I had a MRI on my knee scheduled for this week, but wasn’t able to get it done.
I have a BAHA (Bone Anchored Hearing Aid) implant and was supposed to bring a card that was issued after surgery regarding the BAHA and MRI safety. However, I lost that card a long time ago.
I showed up for my MRI and the technician refused to do it without any safety documentation.
I went home and tried to find the card, but never did. However, I did find a prescription that was written for me two years ago that I never filled.
For some reason, stuff like this happens to me a lot. Oh well, I guess that’s how it goes when you have a laid-back, free-spirited, type B personality.
The bandage is off my head now and the incision is healing nicely.
The BAHA surgery involves drilling into the skull, so it sounds like it would be extremely painful. However, the pain is fairly minimal.
My biggest struggles right now are getting very dizzy whenever I first stand up and everything taste bad. Temporally losing taste is not uncommon whenever surgery is done on your ears, because there are a lot of nerves that run through that area and into the sinus cavity.
This isn’t the first time I have had some nerve damage after an ear surgery and I have never had any long lasting complications. Therefore, I am not worried about losing my ability taste food at the moment.
Overall, things are going well. I am mostly resting and watching an enormous amount of documentaries.
I broke my hearing aid and I don’t think it can be repaired. The insides are popping out of the hearing aid. It looks really bad.
If there was a way to fix hearing loss, would I want it?
That’s actually a tough question for me. At times, I would say, “yes.” I want to hear things other people can hear. I want to hear things I have never heard before. I don’t want to worry about batteries dying at inopportune times or hearing aids getting broken and in need of immediate repair.
However, I am not sure I would be happy with normal hearing. I started wearing hearing aids at 12 years old. I am used to a quite world. I am used to turning off the world at anytime. I am not easily disturbed by loud noises when I am trying to sleep, because I can’t hear them.

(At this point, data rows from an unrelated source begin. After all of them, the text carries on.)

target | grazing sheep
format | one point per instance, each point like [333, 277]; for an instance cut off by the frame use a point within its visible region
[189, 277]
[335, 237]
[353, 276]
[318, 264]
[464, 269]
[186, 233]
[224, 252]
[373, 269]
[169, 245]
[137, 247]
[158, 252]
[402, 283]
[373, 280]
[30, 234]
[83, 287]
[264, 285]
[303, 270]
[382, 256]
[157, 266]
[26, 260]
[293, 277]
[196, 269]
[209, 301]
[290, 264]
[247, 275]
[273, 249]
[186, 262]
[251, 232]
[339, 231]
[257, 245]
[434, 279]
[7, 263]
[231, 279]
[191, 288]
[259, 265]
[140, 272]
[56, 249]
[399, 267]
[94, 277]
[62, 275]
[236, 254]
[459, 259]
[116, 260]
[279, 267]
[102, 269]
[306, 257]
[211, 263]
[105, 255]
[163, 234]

If I had normal hearing, it would probably cause be to feel stressed and irritated. Maybe I would eventually get used to it. Maybe I would miss the days of being able to turn off all the noise in the world around me.
Honestly, I don’t know what I would decide if the option ever becomes available.
I was in CVS and a women tapped me on my shoulder. She pointed to my hearing aids and asked if I was deaf (using sign language and her voice). I responded back (speaking and signing), “No. I am not deaf; I am hard of hearing.”
The lady told me about her granddaughter. The child was born with a hearing impairment and the women was afraid of how it would affect the child’s life. She asked me about my hearing problems. If I was able to go to college and if I was able to work.
I told her I was born with an inner ear deformity that caused me to lose my hearing at a very young age. I had a series of operations to help fix the deformity and to prevent anymore loss of hearing.
I told her I did go to college, I have a Master’s degree, and a good job. Basically, I did well even though I am hearing impaired.
I gave her information on local resources that could help by teaching the family sign language, provide assistive hearing devices, finding professional speech therapist, and anything else they may need.
The women thanked me and was in tears when she left the store. I believe she felt hopeful for her grandchild.
I believe that little girl is achieving her full potential today.